Twelve-month earnings forecasts for Asian corporates have slumped over fears about the slide in manufacturing output and worries over a drop in shipments to Covid-hit China.
According to Refinitiv data, Asia’s large and mid-cap companies’ forward 12-month earnings estimates have been slashed by 2.8% over the past month. In the past three months, the estimates have been cut by 5%, the data showed.
South Korean and Taiwanese companies led the earnings downgrades in the region over the past month, as they faced cuts of 5.5% and 3.5%, respectively. Japan and China followed, with cuts of about 3.4% each.
Japan’s factory activity grew at its slowest rate in nearly a year in August, while that of South Korea contracted at its sharpest rate in two years, PMIs for both countries showed.
Manufacturing activity also deteriorated in Taiwan, with production and new orders both falling at the fastest pace since the initial wave of the pandemic in May 2020.
“Taiwan may see further negative earnings revisions following a continued contraction in manufacturing PMI and ongoing semiconductor sales declines on a sequential basis,” Goldman Sachs analysts wrote.
“Following sustained weakness in tech exports and an unchanged US ISM (manufacturing index), the Korean market may see the largest earnings downgrades given its sensitivity to global growth and the manufacturing cycle.”
Covid, Heatwaves Hit China Factories
China’s factory activity also extended declines in August, hit by new Covid infections, heatwaves, and an embattled property sector.

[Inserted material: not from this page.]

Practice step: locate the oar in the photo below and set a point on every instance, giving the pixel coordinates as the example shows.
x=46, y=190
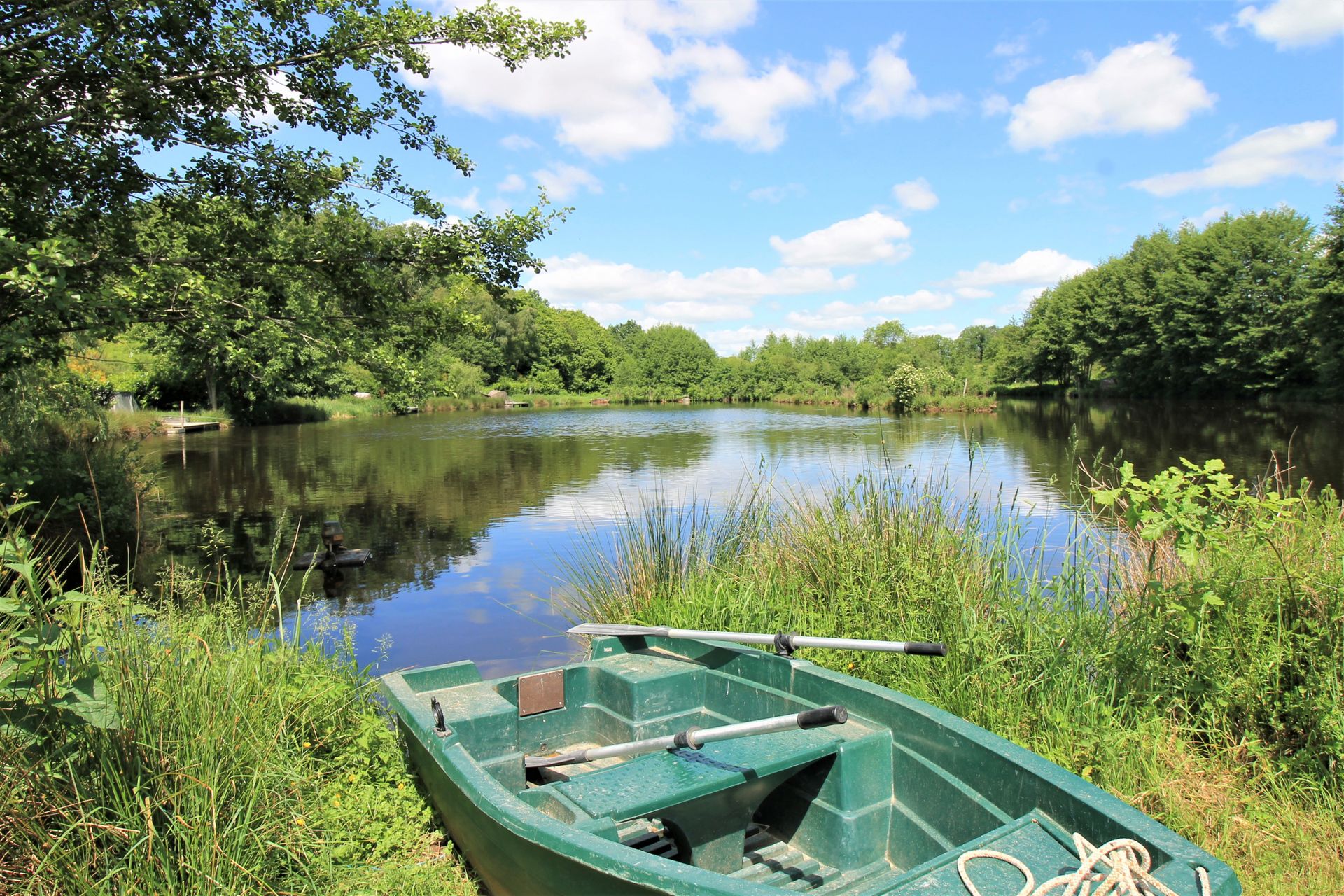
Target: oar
x=696, y=738
x=784, y=644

Analysts expect the slowing Chinese economy will further weaken the region’s earnings in coming months.
“Starting from March, exports to China within the region slowed sharply, before falling into year-over-year contraction in May,” BofA Global Research said in a note.
“Asia will likely suffer more from persisting demand weakness in China in the coming quarters, especially given its substantial direct exposure to the Chinese economy.”
On the other hand, Vietnam’s and Indonesia’s earnings forecasts were raised by 0.7% and 0.5%, respectively.